An adjusted partial least squares regression framework to utilize additional exposure information in environmental mixture data analysis

J Appl Stat. 2022 Mar 5;50(8):1790-1811. doi: 10.1080/02664763.2022.2043254. eCollection 2023.

Abstract

In a large-scale environmental health population study that is composed of subprojects, often different fractions of participants out of the total enrolled have measures of specific outcomes. It's conceptually reasonable to assume the association study would benefit from utilizing additional exposure information from those with a specific outcome not measured. Partial least squares regression is a practical approach to determine the exposure-outcome associations for mixture data.
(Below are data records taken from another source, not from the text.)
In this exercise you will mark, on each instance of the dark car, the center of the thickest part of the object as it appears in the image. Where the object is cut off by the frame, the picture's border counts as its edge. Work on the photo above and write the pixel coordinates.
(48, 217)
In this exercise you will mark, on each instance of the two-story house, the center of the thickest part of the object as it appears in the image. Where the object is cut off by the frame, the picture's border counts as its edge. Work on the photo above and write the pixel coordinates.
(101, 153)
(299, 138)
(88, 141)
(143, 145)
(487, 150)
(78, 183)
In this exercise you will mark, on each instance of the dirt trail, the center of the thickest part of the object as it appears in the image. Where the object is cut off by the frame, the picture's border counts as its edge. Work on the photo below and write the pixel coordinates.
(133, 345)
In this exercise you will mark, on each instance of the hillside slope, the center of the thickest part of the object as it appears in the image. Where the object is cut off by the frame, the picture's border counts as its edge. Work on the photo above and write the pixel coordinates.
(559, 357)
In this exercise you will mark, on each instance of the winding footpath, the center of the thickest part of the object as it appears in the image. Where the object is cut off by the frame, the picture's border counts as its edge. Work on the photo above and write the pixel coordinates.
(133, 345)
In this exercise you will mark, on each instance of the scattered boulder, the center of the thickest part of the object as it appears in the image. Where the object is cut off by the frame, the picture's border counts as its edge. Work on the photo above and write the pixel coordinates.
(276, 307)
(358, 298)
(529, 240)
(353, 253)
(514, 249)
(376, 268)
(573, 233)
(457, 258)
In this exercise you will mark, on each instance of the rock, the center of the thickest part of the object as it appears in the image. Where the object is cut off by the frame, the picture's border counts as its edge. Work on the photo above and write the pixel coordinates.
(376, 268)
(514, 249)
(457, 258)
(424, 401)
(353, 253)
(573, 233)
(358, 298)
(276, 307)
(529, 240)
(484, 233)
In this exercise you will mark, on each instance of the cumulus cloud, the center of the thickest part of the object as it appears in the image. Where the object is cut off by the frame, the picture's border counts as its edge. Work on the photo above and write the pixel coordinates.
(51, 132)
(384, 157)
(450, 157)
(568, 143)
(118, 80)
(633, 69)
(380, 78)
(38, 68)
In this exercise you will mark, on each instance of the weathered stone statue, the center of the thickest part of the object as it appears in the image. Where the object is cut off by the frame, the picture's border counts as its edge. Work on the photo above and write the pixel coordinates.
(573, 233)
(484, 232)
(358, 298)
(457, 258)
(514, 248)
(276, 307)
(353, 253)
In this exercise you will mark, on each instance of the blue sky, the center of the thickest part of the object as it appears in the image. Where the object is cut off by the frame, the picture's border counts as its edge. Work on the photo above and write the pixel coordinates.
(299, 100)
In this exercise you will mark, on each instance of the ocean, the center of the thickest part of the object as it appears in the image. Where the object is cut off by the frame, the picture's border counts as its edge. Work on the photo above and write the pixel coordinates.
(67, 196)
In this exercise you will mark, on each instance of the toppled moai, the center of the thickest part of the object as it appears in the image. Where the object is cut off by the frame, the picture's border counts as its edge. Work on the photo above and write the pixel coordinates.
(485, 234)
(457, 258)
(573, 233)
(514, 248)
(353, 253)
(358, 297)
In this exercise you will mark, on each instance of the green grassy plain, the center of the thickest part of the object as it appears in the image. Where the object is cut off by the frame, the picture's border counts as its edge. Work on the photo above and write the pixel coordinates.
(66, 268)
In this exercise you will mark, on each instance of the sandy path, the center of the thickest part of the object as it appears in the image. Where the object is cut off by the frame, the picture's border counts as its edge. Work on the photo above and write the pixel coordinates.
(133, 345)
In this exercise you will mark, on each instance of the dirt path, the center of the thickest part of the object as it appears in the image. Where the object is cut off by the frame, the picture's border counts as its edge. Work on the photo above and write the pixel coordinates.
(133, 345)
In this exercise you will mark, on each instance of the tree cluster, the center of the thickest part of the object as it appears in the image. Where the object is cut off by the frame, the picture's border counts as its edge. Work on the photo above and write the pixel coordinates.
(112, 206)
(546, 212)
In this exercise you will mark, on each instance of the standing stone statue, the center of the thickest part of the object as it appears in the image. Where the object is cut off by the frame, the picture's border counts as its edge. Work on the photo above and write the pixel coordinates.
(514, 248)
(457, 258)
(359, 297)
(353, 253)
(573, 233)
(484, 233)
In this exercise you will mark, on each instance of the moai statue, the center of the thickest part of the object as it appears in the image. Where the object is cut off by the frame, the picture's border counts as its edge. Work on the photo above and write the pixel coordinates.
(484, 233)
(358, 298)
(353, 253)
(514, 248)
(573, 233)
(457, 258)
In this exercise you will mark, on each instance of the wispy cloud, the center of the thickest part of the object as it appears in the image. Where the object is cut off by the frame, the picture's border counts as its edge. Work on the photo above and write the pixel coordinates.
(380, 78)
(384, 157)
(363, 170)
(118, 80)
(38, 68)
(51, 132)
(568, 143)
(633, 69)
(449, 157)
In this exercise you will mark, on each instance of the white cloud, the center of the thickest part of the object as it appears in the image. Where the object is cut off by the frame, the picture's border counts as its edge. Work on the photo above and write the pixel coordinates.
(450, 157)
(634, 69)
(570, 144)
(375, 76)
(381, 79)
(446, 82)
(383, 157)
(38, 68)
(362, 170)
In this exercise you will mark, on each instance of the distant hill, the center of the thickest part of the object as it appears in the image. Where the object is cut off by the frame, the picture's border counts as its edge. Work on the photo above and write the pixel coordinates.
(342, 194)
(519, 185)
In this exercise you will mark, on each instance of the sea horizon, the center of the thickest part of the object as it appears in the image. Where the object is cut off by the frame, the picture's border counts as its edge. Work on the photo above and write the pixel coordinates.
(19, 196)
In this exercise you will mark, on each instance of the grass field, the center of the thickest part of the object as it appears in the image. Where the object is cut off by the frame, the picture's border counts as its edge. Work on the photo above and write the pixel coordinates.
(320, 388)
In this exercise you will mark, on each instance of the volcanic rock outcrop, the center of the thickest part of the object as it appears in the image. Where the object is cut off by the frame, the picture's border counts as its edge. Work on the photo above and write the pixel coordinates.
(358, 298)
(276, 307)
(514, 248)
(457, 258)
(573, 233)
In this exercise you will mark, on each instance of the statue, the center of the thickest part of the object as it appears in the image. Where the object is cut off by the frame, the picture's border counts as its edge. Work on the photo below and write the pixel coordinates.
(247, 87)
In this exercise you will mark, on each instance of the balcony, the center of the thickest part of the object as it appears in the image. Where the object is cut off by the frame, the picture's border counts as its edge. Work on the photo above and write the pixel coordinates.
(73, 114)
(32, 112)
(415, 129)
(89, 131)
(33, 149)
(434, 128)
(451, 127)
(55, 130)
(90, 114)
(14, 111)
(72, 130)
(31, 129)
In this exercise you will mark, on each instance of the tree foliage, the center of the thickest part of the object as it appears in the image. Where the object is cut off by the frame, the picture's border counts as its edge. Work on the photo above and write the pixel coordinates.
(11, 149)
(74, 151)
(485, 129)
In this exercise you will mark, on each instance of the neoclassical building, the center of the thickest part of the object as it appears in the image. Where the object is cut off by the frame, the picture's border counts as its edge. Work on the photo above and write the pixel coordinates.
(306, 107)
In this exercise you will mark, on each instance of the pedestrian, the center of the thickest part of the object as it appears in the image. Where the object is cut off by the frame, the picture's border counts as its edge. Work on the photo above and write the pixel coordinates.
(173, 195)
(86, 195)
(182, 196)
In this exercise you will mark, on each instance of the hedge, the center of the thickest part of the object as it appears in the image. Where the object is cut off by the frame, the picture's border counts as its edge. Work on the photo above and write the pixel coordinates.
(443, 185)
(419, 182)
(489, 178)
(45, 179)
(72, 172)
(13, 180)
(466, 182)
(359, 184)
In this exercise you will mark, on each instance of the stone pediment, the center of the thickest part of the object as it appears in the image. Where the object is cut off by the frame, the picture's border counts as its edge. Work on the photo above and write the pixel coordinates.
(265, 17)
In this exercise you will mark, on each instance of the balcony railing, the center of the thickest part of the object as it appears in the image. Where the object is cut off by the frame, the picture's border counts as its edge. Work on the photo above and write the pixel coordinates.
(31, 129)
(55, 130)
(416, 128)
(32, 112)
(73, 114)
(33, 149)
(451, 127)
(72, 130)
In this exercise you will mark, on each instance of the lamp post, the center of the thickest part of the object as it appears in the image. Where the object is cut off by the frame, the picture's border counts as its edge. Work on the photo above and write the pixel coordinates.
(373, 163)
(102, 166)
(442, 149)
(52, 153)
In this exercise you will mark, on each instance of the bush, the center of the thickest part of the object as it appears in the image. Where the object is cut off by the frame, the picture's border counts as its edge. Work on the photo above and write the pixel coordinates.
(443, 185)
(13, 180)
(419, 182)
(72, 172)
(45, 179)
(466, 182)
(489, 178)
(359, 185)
Like a typical regression approach, however, the partial least squares regression requires that each data observation must have both complete covariate and outcome for model fitting. In this paper, we propose novel adjustments to the general partial least squares regression to estimate and examine the association effects of individual environmental exposure to an outcome within a more complete context of the study population's environmental mixture exposures. The proposed framework takes advantage of the bilinear model structure. It allows information from all participants, with or without the outcome values, to contribute to the model fitting and the assessment of association effects. Using this proposed framework, incorporation of additional information will lead to smaller root mean square errors in the estimation of association effects, and improve the ability to assess the significance of the effects.

Keywords: Adjusted SIMPLS; Birth Cohort; Navajo; metal mixture exposure; mixture analysis.